This is the 8th day of my participation in the August More Text Challenge

IOS basic principles + reverse article summary

This article focuses on a demonstration of the internal structure of a Mach-O file

Dyld profile

  • Dyld full name The Dynamic Link Editor;

  • Apple’s dynamic linker;

  • Is an important part of apple’s operating system;

  • After the application is compiled and packaged into an executable (i.e., Mach-O), dyLD is responsible for linking and loading the application.

  • Dyld runs through the process of App startup, including loading dependent libraries and main programs. If we need to optimize performance and startup, we will inevitably have to deal with DYLD

  • And dyLD is open source, we can download its source code on the official website to read and understand

Dyld 1.0 (1996-2004)

  • Dyld 1 was included in NeXTStep 3.3, and before that NeXT used static binary data. It doesn’t work very well,

  • Dyld 1 was written before the system made widespread use of the C++ dynamic library, which works well in a static environment due to a number of C++ features, such as its initializer work, but can degrade performance in a dynamic environment. So a large C++ dynamic library can cause dyld to do a lot of work and slow down

  • Prebinding was also added before the release of macOS 10.0 and Cheetah. We can use Prebinding technology to find fixed addresses for all dylibs and applications in the system. Dyld will load all the contents of these addresses. If the load is successful, all dylib and program binary data will be edited to get all the predicted calculations. The next time you need to put all the data into the same address, you don’t need to do anything extra, which makes it much faster. But this also means that you need to edit these binaries every time you start up, which is not friendly, at least from a security standpoint.

Dyld 2 (2004-2017)

Dyld 2 has gone through several iterations since its release in 2004, and some of the features we see today, such as ASLR, Code Sign, share Cache, etc., were introduced in DyLD 2

Dyld 2.0 (2004-2007)

  • Dyld 2 was released in macOS Tiger in 2004

  • Dyld 2 is a completely rewritten version of dyld 1 that correctly supports C++ initializer semantics while extending the mach-o format and updating dyld. Thus, the efficient C++ library is supported.
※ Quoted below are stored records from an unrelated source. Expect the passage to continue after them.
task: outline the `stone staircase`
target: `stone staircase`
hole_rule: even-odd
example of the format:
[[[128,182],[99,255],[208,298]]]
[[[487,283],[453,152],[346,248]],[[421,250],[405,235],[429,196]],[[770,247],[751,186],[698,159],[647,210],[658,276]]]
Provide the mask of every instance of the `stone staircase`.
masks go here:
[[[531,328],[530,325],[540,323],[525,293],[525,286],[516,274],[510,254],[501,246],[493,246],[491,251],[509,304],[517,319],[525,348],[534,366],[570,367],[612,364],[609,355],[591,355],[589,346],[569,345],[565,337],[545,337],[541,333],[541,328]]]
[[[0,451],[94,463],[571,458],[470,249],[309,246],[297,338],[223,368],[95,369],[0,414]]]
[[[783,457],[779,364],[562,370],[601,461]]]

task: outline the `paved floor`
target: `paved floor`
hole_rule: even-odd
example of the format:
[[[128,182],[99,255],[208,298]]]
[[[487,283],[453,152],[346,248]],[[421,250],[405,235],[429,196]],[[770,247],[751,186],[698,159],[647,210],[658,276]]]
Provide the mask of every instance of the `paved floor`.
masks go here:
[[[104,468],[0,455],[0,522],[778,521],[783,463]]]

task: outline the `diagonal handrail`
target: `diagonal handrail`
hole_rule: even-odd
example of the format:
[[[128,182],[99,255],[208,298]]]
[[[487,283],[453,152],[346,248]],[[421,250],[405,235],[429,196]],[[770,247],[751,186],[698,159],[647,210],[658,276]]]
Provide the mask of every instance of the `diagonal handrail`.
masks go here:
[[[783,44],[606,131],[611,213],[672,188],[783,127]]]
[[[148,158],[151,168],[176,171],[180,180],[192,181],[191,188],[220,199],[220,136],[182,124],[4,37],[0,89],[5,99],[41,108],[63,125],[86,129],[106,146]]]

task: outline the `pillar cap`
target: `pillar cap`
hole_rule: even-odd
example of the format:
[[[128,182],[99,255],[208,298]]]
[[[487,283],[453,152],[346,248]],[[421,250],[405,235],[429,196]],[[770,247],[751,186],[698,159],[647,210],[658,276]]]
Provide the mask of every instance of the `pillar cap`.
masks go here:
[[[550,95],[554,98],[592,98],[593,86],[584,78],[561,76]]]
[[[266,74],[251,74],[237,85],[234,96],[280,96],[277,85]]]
  • Dyld 2 has a complete implementation of Dlopen and DLSYM (mainly for dynamically loading libraries and calling functions) and correct semantics, so the older API is deprecated

    • Dlopen: Opens a library and gets a handle

    • Dlsym: Finds the value of a symbol in an open library

    • Dlclose: closes the handle.

    • Dlerror: Returns a string describing the error of the last call to dlopen, DLSYm, or DLCLOSE.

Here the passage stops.